Faire un inventaire sur mesure:
La finalité du traitement conditionne l’ensemble des mesures à mettre en place. Une même donnée peut faire ainsi l’objet de traitements différents: gérer la paie, code d’accès aux outils informatiques, avantages sociaux… Le statut d’une donnée change par ailleurs en fonction de la finalité du traitement. Exemple: la référence d’un produit bascule dans le périmètre «personnel» dès lors qu’il s’agit d’analyser les achats d’un client à des fins marketing. D’où l’intérêt d’orienter une mise en conformité axée sur le traitement et non pas la donnée. Le recensement (…) prend les activités métiers comme point de départ. Tout en sécurisant les données de bout en bout, en identifiant les pratiques, les flux fonctionnels, les canaux-outils et contraintes des métiers, une approche «top-down» est recommandée.

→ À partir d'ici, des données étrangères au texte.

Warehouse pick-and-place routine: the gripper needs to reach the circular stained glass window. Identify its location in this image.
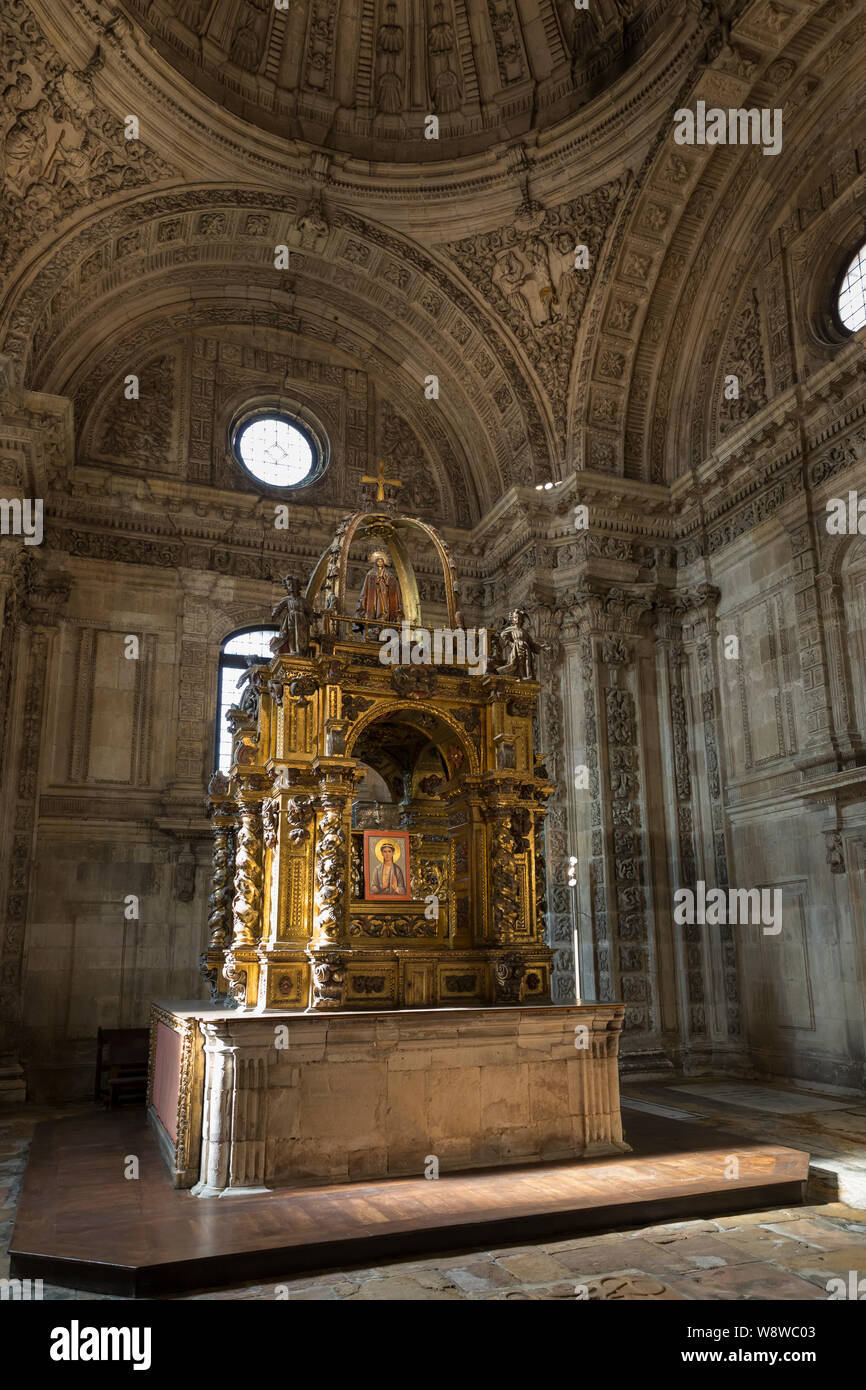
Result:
[838,246,866,334]
[235,414,318,488]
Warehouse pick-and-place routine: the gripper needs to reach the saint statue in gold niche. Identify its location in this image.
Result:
[354,550,403,637]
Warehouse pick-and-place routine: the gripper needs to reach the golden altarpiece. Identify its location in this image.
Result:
[203,494,552,1011]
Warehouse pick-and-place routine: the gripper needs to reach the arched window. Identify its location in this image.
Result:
[837,243,866,334]
[215,627,279,773]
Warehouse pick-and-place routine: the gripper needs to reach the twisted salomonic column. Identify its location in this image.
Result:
[491,806,520,945]
[232,801,261,951]
[207,812,235,951]
[313,795,348,945]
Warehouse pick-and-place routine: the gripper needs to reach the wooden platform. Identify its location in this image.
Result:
[10,1109,809,1297]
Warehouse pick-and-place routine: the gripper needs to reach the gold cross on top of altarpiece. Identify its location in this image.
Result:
[361,459,403,502]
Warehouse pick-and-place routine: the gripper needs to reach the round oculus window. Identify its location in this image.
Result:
[235,414,318,488]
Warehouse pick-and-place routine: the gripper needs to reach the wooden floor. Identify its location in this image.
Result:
[10,1111,809,1297]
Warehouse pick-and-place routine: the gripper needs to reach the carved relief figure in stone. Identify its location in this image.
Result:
[375,0,405,115]
[427,0,460,115]
[496,609,546,681]
[236,656,264,719]
[271,574,314,656]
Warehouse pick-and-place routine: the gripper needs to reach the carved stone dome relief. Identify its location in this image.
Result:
[125,0,666,161]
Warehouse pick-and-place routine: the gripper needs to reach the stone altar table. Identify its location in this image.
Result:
[147,1001,628,1197]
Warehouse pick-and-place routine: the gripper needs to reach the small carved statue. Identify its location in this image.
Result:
[496,609,546,681]
[238,656,264,719]
[271,574,316,656]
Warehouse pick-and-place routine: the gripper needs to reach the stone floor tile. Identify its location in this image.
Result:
[448,1259,517,1294]
[345,1276,463,1302]
[496,1251,571,1284]
[559,1240,684,1276]
[671,1259,822,1301]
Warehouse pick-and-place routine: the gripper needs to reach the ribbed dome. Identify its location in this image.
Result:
[125,0,664,160]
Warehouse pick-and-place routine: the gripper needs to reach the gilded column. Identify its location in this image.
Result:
[232,801,261,951]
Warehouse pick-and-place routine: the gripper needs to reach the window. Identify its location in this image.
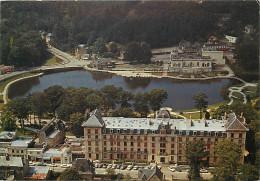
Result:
[239,133,242,138]
[231,133,234,138]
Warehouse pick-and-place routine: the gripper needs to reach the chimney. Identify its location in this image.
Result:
[243,117,246,125]
[204,119,208,127]
[240,112,244,118]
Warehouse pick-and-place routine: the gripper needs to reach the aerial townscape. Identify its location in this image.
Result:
[0,0,260,181]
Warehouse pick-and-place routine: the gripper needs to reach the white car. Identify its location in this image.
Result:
[50,163,57,167]
[61,164,70,168]
[127,165,133,170]
[168,167,175,172]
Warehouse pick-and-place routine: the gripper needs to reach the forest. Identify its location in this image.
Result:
[1,1,258,66]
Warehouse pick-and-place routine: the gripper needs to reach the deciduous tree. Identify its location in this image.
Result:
[149,88,168,117]
[213,139,242,181]
[185,140,208,181]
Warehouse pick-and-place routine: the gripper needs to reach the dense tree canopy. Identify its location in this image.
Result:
[185,140,208,181]
[213,139,242,181]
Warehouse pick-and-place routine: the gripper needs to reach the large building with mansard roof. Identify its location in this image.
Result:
[82,110,248,164]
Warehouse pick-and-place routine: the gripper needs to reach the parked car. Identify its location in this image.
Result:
[29,162,35,166]
[120,165,126,170]
[168,166,175,172]
[200,168,208,173]
[144,165,151,169]
[134,165,138,170]
[175,167,182,172]
[127,165,133,170]
[37,162,46,166]
[61,164,70,168]
[50,163,57,167]
[98,163,103,168]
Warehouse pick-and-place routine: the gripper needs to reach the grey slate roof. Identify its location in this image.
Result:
[138,166,163,181]
[0,156,23,167]
[225,113,248,131]
[81,109,104,128]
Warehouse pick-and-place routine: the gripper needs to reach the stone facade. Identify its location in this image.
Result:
[82,110,248,165]
[38,118,65,147]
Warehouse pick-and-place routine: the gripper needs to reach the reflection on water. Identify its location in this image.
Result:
[125,77,152,90]
[9,70,230,110]
[90,72,113,82]
[8,77,40,99]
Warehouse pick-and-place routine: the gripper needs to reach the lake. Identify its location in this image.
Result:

Un traitement au cas par cas:
La mise en conformité démarre par un inventaire où l’on distingue entre les traitements purement métiers et les traitements faits par les fonctions support (gestion RH, système d’information…). Cette étape est fastidieuse mais décisive. L’idéal est de miser sur une démarche et des moyens qui s’appuient sur l’existant: organisation, documentation… Chaque traitement est examiné en consignant de manière claire et exploitable les informations indispensables à la mise en conformité. Au final, l’inventaire doit contenir la ou les finalités de chaque traitement, ses modalités de mise en œuvre (manuel ou application informatique), les données manipulées, les modalités d’exercice des droits des personnes: réclamation, modification, suppression…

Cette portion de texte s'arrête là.